China Telecom Corp Ltd, the second-largest carrier in terms of subscribers, also pledged a 30-percent cut in traffic fees for this year.
The carriers' move followed Li's comments on the nation's expensive mobile data traffic tariffs. He has slammed the high-price, low-quality mobile Internet service on at least two occasions over the last two months and called for rate cuts.
The "Big Three", all State-owned enterprises, swiftly announced new charge plans ahead of the weekend.
But the changes failed to satisfy many customers. Some netizens complained that the cheap rates only apply in the dead of night, when most users are asleep or using wireless hotspots to connect to the Internet at home.
Others were even more critical of the State-dominated telecom system, calling for deeper reform and branding the carriers "liars".
Xiang Ligang, an independent telecom researcher and founder of industry website cctime.com, said the government should lower the carriers' profit targets so that they will have more flexibility over pricing.
The State-owned Assets Supervision and Administration Commission sets an annual profit target for each carrier. With more private investors pouring into the industry, the SOEs are feeling increasing pressure to meet the targets.
"The actual rate cuts cannot be determined by Li. The market will have the final say," Xiang said, adding that carriers will need more 4G subscribers to be able to make significant rate cuts.
China expects to add about 200 million 4G users in 2015, the second year in which this ultra-fast mobile communications technology has been widely used in the country.
The 4G population has been surging since the networks expanded to more cities and service became more stable.

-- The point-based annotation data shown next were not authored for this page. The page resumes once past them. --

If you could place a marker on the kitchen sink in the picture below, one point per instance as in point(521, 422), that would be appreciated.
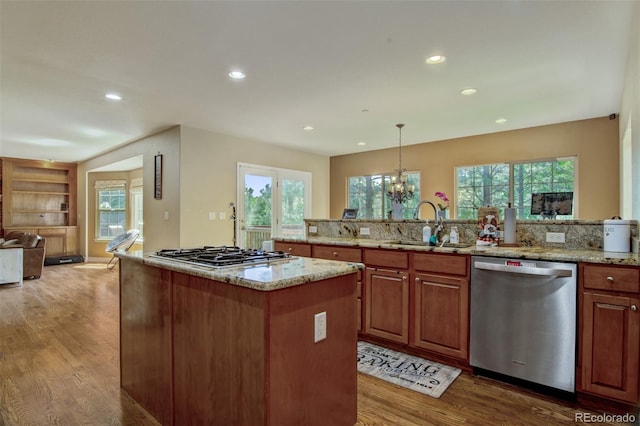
point(420, 243)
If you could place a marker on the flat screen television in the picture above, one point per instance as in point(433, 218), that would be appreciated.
point(551, 204)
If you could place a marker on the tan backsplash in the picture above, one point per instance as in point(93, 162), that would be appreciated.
point(579, 235)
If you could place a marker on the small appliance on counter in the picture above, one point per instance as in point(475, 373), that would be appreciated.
point(617, 235)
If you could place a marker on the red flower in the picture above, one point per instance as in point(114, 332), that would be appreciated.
point(444, 198)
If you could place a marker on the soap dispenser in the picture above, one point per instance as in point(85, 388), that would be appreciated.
point(426, 233)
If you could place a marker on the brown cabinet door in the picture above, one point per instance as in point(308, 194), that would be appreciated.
point(610, 346)
point(441, 315)
point(387, 304)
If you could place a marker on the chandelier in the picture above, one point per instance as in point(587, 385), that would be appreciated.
point(398, 189)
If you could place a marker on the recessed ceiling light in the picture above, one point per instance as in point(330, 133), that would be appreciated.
point(237, 75)
point(113, 96)
point(436, 59)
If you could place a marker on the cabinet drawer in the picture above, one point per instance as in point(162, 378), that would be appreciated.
point(611, 278)
point(346, 254)
point(294, 249)
point(442, 263)
point(388, 258)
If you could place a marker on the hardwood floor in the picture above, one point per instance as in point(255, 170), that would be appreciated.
point(59, 365)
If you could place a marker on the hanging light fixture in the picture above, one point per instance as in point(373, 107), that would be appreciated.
point(398, 189)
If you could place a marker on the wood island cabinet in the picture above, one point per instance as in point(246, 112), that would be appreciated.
point(198, 350)
point(387, 295)
point(610, 331)
point(345, 254)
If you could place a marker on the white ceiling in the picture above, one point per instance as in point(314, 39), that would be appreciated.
point(350, 69)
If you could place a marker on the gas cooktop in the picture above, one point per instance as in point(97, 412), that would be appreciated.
point(221, 256)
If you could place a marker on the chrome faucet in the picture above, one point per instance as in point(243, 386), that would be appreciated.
point(416, 212)
point(437, 219)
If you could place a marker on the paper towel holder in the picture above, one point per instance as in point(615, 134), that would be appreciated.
point(509, 223)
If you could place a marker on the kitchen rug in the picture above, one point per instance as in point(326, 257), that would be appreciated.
point(411, 372)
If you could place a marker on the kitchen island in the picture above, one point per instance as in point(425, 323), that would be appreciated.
point(236, 345)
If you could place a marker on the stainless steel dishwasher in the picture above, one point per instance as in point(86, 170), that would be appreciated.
point(523, 320)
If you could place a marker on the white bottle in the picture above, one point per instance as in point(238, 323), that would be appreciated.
point(453, 235)
point(426, 233)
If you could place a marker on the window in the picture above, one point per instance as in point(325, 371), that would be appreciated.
point(112, 202)
point(496, 184)
point(136, 209)
point(368, 195)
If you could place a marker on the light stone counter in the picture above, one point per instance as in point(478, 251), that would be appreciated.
point(533, 253)
point(265, 277)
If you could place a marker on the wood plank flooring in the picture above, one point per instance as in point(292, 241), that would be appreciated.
point(59, 365)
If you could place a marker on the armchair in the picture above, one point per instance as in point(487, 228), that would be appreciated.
point(32, 254)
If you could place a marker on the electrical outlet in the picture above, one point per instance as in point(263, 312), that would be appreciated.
point(555, 237)
point(320, 327)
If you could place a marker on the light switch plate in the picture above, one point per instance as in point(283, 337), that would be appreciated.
point(320, 327)
point(555, 237)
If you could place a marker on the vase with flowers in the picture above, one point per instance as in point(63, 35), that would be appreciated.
point(442, 206)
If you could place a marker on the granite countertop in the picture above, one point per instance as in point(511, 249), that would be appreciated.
point(533, 253)
point(264, 277)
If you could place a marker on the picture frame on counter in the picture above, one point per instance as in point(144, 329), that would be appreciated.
point(349, 213)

The country had roughly 162 million 4G users at the end of the first quarter, according to the Ministry of Industry and Information Technology. The 4G population was less than 100 million last year.
Industry research consultancy International Data Corp said that lowering rates will spur 4G subscriptions, but the overall effect is not yet clear. The firm has not raised any of its forecasts for this segment.
In absolute terms, traffic charges in China are lower than in developed economies such as the United Kingdom and the United States.
But because personal incomes in China are markedly lower than these countries, Chinese customers spend a bigger proportion of their earnings to buy data quotas.